Ryan: Now we have a lake house, right?
Jessie: The lake house? Yes, the lake house is the new structure I’m.
Ryan: Waiting for, like the data roof. Like, that’s my thing. And like, we’re for data roof that goes on top of the lake in the house in the river. And I’m waiting for that.
Jessie: So, you know, but there are certain things in governance that do need to be centralized, and then there are things that can certainly be decentralized. And so we help customers figure out what are what’s the right approach for them, how do we want to apply the right governance policies? How do you start to bring in and like layer in things like the catalog? How do you start to bring in other parts of a data fabric like an integration tool or toolset? We definitely see integration as being one of the crucial backbones of a data fabric because you’re going to have a bunch of different use cases that you’re eventually going to be trying to solve for or implement for. And you’re probably going to be operating with a bunch of different data depending on the size of your enterprise and the industry that you’re operating in. So it’s really important to be able to have or be able to choose the integration style that makes sense for the data that you’re working with and the use case that you’re trying to deliver.

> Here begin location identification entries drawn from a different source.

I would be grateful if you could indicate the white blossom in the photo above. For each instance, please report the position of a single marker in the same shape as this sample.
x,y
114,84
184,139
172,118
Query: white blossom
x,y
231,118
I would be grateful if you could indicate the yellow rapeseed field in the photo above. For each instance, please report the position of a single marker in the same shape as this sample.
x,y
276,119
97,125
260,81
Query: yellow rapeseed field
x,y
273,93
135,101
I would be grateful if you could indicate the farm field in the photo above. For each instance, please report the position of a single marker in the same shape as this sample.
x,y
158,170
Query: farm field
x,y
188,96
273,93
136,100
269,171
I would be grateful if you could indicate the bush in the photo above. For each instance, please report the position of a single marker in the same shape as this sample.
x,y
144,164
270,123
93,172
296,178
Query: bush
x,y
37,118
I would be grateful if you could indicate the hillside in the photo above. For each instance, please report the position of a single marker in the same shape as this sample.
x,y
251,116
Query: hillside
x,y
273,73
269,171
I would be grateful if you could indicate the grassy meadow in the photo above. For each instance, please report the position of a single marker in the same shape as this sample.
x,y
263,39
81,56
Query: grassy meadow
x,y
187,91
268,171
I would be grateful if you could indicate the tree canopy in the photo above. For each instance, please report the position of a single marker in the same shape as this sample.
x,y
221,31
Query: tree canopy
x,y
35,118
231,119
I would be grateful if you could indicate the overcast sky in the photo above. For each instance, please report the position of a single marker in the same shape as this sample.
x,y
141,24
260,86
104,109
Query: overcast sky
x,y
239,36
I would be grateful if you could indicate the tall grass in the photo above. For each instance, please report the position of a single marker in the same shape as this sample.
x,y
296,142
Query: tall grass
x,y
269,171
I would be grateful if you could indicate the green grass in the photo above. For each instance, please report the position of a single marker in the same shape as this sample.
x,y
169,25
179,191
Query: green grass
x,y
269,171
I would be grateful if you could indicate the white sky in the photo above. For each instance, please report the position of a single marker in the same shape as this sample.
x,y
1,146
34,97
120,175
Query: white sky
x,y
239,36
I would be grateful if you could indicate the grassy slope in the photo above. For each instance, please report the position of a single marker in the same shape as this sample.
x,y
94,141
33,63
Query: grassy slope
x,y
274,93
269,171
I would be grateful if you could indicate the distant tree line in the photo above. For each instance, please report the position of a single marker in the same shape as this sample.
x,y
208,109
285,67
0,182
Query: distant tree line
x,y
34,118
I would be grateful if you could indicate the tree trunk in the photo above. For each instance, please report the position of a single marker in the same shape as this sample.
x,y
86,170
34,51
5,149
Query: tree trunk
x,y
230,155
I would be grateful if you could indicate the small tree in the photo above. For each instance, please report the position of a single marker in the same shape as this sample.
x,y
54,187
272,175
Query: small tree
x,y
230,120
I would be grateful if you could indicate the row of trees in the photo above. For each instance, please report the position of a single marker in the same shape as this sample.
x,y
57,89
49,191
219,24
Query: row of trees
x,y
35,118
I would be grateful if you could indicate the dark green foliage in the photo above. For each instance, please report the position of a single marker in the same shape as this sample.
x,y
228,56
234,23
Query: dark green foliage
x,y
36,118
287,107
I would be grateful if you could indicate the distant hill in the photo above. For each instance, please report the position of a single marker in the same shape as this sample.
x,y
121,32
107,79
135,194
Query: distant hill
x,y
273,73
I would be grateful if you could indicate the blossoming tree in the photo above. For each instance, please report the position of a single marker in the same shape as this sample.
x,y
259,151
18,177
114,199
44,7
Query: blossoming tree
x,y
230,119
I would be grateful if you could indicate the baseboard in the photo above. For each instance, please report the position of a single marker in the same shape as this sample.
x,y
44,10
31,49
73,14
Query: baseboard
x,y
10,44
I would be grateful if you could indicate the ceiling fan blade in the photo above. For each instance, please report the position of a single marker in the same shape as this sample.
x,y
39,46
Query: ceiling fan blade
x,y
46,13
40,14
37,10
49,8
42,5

Ryan: I heard you mention style, so I want to talk about this like well, first of all, like what? What are maybe some misconceptions of what data integration means and has that back into maybe some styles that we’ve heard of? I’m sure there’s tons of different new ways of doing this that that pop up. And I don’t want to say them because I don’t spoil it, but I know there’s a bunch of acronyms in my head that I want to throw out there, but I’m okay.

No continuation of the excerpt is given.